Paradoxe sur notre «planète bleue»: l'eau douce est une ressource abondante, mais peu accessible. 97,5% du volume d'eau sur terre proviennent des mers et des océans.  Cette eau salée est évidemment impropre à une consommation directe. Les 2,5% restants, sont aux deux tiers gelés sous forme d'icebergs ou de glaciers.

Conséquence : pour répondre à l'ensemble de ses besoins, l'homme ne dispose que d’à peine 1% de la masse d'eau présente sur la terre.

L’eau est aussi une ressource renouvelable. Son volume total sur la planète est estimé à 1400 millions de km3, et ne varie pratiquement pas.  En revanche, l’eau circule entre les terres émergées, les océans et l’atmosphère dans ce que l’on appelle le cycle d’eau, passant alternativement de l'état de liquide à celui de vapeur.
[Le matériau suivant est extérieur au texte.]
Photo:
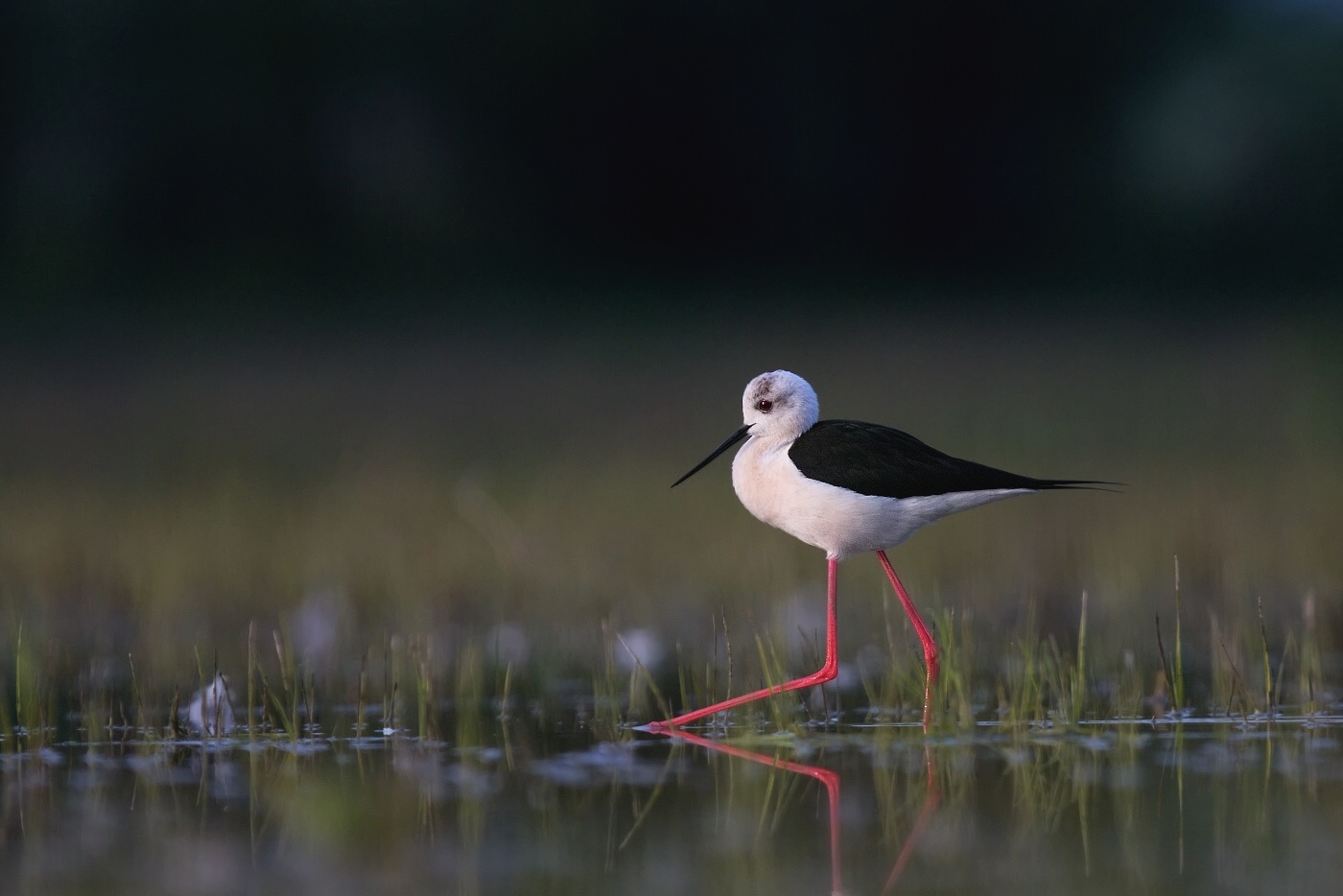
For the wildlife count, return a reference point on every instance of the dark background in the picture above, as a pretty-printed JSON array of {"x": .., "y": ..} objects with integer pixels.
[{"x": 322, "y": 164}]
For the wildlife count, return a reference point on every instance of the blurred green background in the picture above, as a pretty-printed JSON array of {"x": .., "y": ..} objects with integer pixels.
[{"x": 353, "y": 318}]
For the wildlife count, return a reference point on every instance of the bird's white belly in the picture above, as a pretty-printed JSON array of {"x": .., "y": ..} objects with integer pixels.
[{"x": 836, "y": 520}]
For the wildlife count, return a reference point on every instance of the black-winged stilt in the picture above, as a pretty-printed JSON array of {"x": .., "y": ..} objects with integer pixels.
[{"x": 846, "y": 488}]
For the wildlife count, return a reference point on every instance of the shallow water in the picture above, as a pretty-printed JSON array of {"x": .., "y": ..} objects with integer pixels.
[{"x": 1197, "y": 806}]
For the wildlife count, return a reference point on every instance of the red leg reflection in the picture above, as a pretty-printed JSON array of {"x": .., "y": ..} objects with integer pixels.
[
  {"x": 828, "y": 778},
  {"x": 832, "y": 784},
  {"x": 931, "y": 801},
  {"x": 828, "y": 672}
]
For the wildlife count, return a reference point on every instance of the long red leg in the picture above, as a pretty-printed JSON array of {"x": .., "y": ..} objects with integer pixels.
[
  {"x": 930, "y": 645},
  {"x": 829, "y": 671}
]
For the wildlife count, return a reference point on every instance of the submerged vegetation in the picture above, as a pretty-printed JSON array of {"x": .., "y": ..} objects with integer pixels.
[{"x": 333, "y": 610}]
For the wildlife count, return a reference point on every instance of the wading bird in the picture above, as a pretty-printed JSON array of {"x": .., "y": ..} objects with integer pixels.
[{"x": 846, "y": 488}]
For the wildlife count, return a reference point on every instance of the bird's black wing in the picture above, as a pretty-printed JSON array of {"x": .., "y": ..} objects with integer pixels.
[{"x": 884, "y": 462}]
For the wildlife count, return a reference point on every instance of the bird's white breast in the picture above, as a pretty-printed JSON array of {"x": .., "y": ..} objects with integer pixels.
[{"x": 836, "y": 520}]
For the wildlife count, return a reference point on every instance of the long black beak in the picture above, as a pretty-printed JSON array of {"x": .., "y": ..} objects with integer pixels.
[{"x": 732, "y": 439}]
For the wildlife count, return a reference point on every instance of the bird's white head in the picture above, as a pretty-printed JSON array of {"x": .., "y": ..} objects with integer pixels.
[
  {"x": 776, "y": 407},
  {"x": 779, "y": 406}
]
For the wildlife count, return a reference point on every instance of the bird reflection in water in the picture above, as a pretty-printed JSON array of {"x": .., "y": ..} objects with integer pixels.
[{"x": 830, "y": 781}]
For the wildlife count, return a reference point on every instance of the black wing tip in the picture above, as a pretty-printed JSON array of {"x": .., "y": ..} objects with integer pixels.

Chaque année près de 577 000 km3 d’eau sont ainsi recyclés.

Une répartition inégale face à une demande croissante

L’eau douce est inégalement répartie sur terre, avec d’immenses disparités entre population et ressources: 9 pays se partagent 60% des ressources disponibles.
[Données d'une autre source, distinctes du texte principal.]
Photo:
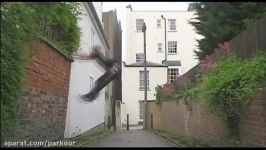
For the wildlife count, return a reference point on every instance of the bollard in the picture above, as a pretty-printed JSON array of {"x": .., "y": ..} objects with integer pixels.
[
  {"x": 151, "y": 121},
  {"x": 127, "y": 121},
  {"x": 108, "y": 125},
  {"x": 115, "y": 123}
]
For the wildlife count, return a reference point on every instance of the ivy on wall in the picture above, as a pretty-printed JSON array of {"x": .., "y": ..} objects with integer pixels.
[{"x": 226, "y": 82}]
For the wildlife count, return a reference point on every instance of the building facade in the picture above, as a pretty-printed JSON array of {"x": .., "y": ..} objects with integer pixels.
[
  {"x": 83, "y": 116},
  {"x": 170, "y": 41}
]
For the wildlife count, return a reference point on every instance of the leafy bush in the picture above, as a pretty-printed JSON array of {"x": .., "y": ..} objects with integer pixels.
[{"x": 20, "y": 27}]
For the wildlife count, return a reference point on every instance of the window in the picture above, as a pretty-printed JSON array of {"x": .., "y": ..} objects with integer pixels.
[
  {"x": 172, "y": 24},
  {"x": 91, "y": 82},
  {"x": 141, "y": 109},
  {"x": 158, "y": 22},
  {"x": 172, "y": 73},
  {"x": 160, "y": 49},
  {"x": 139, "y": 23},
  {"x": 139, "y": 57},
  {"x": 92, "y": 37},
  {"x": 141, "y": 80},
  {"x": 172, "y": 45}
]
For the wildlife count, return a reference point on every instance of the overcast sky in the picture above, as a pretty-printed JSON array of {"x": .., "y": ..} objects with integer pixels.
[{"x": 121, "y": 11}]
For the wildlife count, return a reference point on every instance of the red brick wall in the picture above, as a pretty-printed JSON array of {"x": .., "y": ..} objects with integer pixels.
[
  {"x": 200, "y": 123},
  {"x": 43, "y": 110}
]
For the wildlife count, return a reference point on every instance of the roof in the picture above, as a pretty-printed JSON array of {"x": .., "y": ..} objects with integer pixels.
[
  {"x": 141, "y": 64},
  {"x": 172, "y": 63}
]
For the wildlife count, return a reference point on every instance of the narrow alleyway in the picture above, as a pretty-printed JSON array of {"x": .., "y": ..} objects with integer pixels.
[{"x": 133, "y": 138}]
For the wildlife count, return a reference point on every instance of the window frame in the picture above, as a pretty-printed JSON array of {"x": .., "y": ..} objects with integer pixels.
[
  {"x": 172, "y": 24},
  {"x": 141, "y": 81},
  {"x": 171, "y": 77},
  {"x": 159, "y": 46},
  {"x": 138, "y": 26},
  {"x": 159, "y": 24},
  {"x": 140, "y": 58}
]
Certains pays, souvent en voie de développement, souffrent de pénuries d’autant plus graves que la croissance rapide de leur population augmente à la fois les besoins en eau de boisson mais aussi en eau pour l’irrigation des cultures destinées à l’alimentation. Actuellement, 25% de la population mondiale vit dans des pays en situation de stress hydrique avec des ressources annuelles en eau douce inférieures à 1700 m3 par personne (soit le quart du volume moyen d’eau douce disponible par habitant dans le monde). 
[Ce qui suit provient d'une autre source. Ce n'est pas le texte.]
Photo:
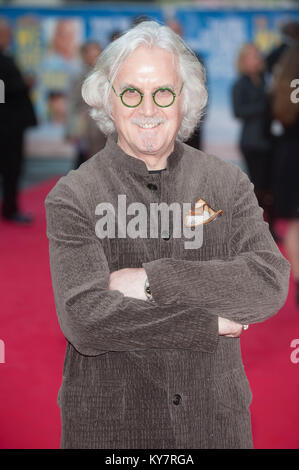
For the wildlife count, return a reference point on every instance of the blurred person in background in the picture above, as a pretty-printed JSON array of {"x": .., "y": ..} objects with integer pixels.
[
  {"x": 16, "y": 115},
  {"x": 195, "y": 140},
  {"x": 285, "y": 108},
  {"x": 251, "y": 105},
  {"x": 61, "y": 65},
  {"x": 82, "y": 129},
  {"x": 290, "y": 38}
]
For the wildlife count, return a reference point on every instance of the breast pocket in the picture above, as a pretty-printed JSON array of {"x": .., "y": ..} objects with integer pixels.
[{"x": 90, "y": 403}]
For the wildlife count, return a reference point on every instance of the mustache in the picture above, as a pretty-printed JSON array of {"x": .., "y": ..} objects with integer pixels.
[{"x": 154, "y": 121}]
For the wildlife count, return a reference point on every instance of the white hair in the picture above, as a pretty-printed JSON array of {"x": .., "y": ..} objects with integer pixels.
[{"x": 97, "y": 86}]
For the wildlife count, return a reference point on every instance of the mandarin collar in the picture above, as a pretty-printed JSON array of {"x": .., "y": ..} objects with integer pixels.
[{"x": 120, "y": 160}]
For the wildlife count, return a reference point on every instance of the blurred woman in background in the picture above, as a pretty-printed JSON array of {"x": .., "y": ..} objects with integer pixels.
[
  {"x": 251, "y": 106},
  {"x": 285, "y": 109}
]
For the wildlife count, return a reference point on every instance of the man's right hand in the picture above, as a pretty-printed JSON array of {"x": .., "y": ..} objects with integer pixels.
[{"x": 229, "y": 328}]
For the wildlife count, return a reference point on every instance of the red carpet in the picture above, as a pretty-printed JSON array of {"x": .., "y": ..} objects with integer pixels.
[{"x": 34, "y": 348}]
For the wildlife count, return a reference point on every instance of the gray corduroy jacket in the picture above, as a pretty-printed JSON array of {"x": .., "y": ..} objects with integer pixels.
[{"x": 140, "y": 374}]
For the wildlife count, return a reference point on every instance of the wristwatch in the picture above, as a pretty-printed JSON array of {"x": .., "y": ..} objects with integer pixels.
[{"x": 148, "y": 291}]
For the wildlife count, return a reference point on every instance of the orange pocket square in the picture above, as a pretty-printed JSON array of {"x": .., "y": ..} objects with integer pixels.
[{"x": 202, "y": 214}]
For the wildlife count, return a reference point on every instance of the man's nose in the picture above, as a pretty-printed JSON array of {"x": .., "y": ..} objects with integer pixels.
[{"x": 147, "y": 105}]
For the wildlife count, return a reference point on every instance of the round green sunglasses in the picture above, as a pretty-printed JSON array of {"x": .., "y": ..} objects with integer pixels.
[{"x": 162, "y": 97}]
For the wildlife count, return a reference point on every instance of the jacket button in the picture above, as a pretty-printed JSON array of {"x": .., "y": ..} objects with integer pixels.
[
  {"x": 177, "y": 399},
  {"x": 165, "y": 235},
  {"x": 152, "y": 186}
]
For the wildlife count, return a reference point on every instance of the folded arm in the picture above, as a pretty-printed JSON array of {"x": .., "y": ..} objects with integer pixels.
[
  {"x": 95, "y": 318},
  {"x": 248, "y": 287}
]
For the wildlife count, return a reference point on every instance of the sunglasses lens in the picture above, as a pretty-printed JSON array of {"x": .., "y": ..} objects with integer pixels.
[{"x": 131, "y": 97}]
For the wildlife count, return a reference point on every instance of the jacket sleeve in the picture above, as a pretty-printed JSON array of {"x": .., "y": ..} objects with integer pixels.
[
  {"x": 245, "y": 108},
  {"x": 247, "y": 287},
  {"x": 94, "y": 318}
]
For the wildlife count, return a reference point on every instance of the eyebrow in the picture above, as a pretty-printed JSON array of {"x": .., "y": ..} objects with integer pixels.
[{"x": 130, "y": 85}]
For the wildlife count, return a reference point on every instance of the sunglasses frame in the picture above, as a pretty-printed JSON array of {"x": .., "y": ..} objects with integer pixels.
[{"x": 174, "y": 95}]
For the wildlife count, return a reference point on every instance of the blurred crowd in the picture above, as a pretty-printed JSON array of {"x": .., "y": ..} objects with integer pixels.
[{"x": 264, "y": 99}]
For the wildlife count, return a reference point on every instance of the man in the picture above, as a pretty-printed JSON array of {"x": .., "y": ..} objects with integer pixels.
[
  {"x": 152, "y": 325},
  {"x": 16, "y": 115}
]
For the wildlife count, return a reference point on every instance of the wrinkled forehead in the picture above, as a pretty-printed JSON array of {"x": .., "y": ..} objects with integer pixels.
[{"x": 149, "y": 64}]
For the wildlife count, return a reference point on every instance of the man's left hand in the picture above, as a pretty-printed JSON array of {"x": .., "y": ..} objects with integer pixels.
[{"x": 129, "y": 281}]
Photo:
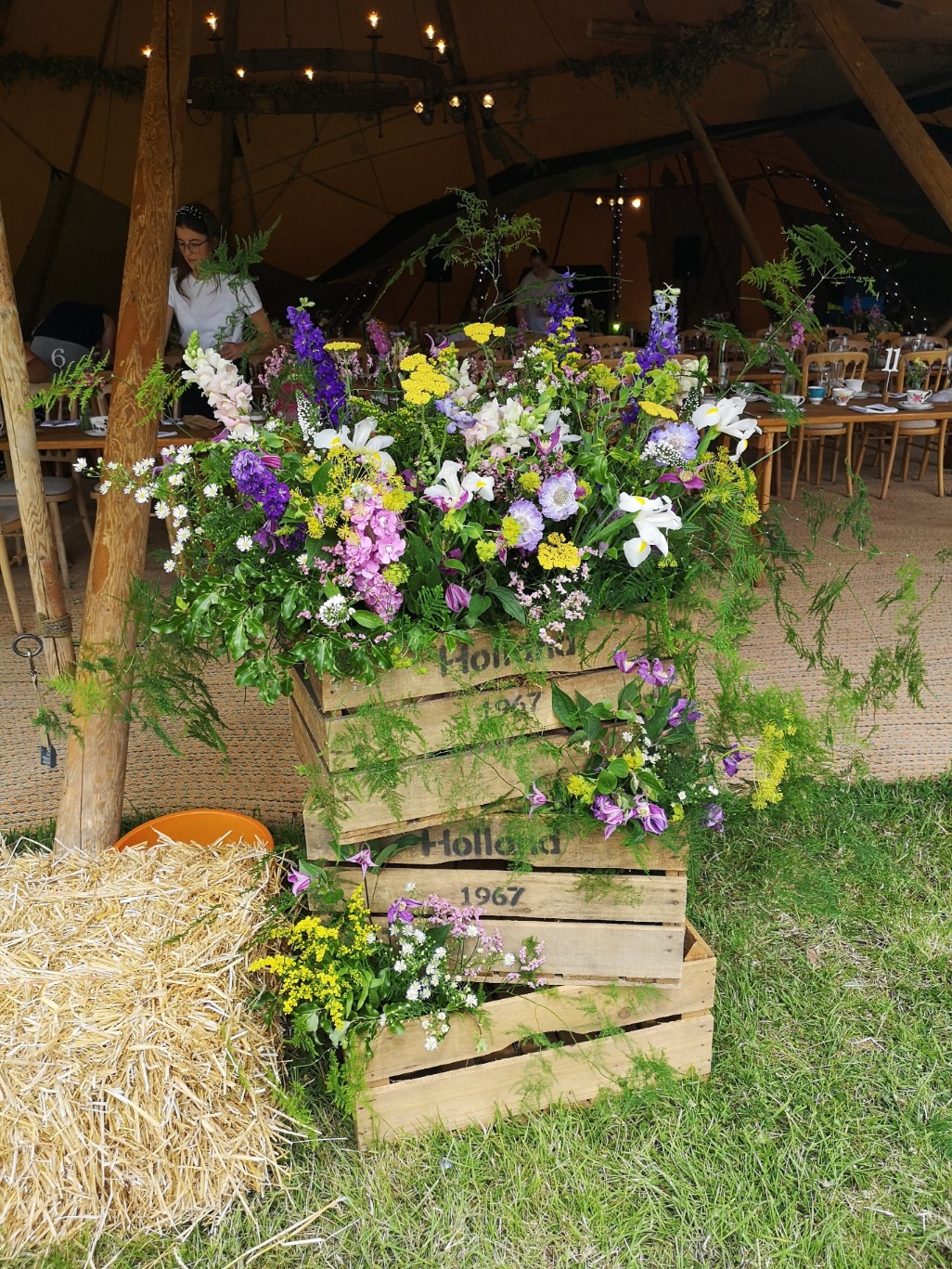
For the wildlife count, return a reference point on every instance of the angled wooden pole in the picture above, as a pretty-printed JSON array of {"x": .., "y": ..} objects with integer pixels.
[
  {"x": 52, "y": 617},
  {"x": 90, "y": 809},
  {"x": 885, "y": 103},
  {"x": 722, "y": 180}
]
Si la quantité d’eau disponible sur terre est constante, elle doit faire face à une demande qui s’accélère. Au cours des vingt prochaines années, les besoins en eau vont continuer d’augmenter avec la croissance simultanée de la population et du développement industriel. 
Déjà réduit de moitié en cinquante ans suite à cette augmentation de la demande, le volume d’eau disponible par personne risque de tomber à 5 100 m3 en 2025 contre 7 300 m3 aujourd’hui. Par conséquent, les disparités de répartition des ressources en eau s’aggravent.

En parallèle à cette évolution démographique et économique, la pollution, qu'elle soit d'origine urbaine, industrielle ou agricole, continue d'avoir un impact durable sur la quantité et la qualité de l'eau douce.

Afin d’assurer sa viabilité à long terme, l’eau douce, ressource essentielle à la vie, doit donc être protégée et gérée avec le plus grand soin par tous.